Book Review: Blood Meridian by Cormac McCarthy

Here beyond the men’s judgements all covenants were brittle.”

“Their talk when they talked was of witches or worse and always they sought to parcel from the darkness some voice or cry from among the cries that was no right beast.”

“Tethered to the polestar they rode the Dipper round while Orion rose in the southwest like a great electric kite.”

“Seated tailorwise in the eye of that cratered waste he watched the world tend away at the edges to a shimmering surmise that ringed the desert round.”

“That great corpus enshadowed him from all beyond.”

Blood Meridian is a cryptic and dark western novel by the writer of The Road, Cormac McCarthy. It is written from the perspective of an objective observer recounting the events of a group of ruthless men who travel the western plains hunting native Americans and brutalizing anyone in their path. The “main” character is called the Kid, but he isn't focused on for great swathes of the narrative. A hairless man named The Judge and a killer named John Glanton lead this gang in a search for bloody treasures. They and the men they lead are violent and corrupt. This book is not for the squeamish or sensitive. The men engage in grotesque and terrible things, and there are no heroes. 
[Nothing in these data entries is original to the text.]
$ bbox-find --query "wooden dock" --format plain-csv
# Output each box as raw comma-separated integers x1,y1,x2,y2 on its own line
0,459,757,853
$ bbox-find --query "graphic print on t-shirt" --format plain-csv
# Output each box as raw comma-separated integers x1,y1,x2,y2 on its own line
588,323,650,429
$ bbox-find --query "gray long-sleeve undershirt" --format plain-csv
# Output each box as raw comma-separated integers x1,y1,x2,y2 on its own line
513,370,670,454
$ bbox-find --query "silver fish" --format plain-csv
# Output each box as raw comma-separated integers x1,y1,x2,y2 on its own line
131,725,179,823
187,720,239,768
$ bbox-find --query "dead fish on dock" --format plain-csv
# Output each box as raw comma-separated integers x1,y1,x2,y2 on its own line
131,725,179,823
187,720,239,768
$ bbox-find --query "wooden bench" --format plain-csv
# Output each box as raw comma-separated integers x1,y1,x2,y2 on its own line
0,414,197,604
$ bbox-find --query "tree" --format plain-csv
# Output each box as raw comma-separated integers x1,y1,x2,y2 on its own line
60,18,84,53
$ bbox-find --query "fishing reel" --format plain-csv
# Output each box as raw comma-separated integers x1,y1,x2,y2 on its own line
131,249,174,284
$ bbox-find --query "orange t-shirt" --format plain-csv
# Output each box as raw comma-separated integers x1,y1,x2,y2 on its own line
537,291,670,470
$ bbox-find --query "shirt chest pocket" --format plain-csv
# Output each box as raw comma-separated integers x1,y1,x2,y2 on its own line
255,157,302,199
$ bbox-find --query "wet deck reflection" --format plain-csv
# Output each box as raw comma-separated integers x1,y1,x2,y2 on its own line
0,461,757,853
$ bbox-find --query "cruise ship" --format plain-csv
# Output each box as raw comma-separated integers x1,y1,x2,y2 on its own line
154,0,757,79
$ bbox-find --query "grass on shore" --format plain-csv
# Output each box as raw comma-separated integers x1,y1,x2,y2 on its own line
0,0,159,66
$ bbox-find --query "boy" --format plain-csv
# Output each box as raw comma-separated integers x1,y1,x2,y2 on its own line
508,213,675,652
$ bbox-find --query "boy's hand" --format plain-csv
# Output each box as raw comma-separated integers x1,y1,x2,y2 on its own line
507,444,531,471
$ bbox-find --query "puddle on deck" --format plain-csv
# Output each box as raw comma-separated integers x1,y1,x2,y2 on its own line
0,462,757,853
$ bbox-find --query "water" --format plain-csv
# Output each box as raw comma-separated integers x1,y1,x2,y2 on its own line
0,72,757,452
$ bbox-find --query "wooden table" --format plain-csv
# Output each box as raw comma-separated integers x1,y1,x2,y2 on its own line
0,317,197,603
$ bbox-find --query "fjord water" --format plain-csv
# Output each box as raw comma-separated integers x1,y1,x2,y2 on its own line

Blood Meridian takes place in the mid 1800s and illustrates the darkest capacities of unchecked men who think “might makes right”. The narrator doesn't add much in the way of moral judgement; instead, they explain the actions and describe the environment in a way that is both poetic and anachronistic. He uses period-specific words and phrases that are sometimes indecipherable even in context. The text’s opacity matched the dark, chaotic tone of the plot. I found myself barreling forward without fully knowing what was happening but with a certainty that whatever it was, it wasn't good. 

This book wasn’t easy to read, but there were moments when I couldn’t stop myself from marveling at the exquisite prose. Cormac McCarthy is a wholly unique author who exemplifies the artistic nature of literature. It’s as if he paints with only black and white, but somehow the painting is as vivid as any colorful masterpiece. It is dark and terrible but intensely intimate and arresting. 

I do not recommend this book to anyone interested in a “good time”. It is not fun or satisfying. It offers a view from above where the observer can only witness the dark truths of man’s depravity. Greed, rage, lust, pride, and will collide in this relentlessly macabre opus.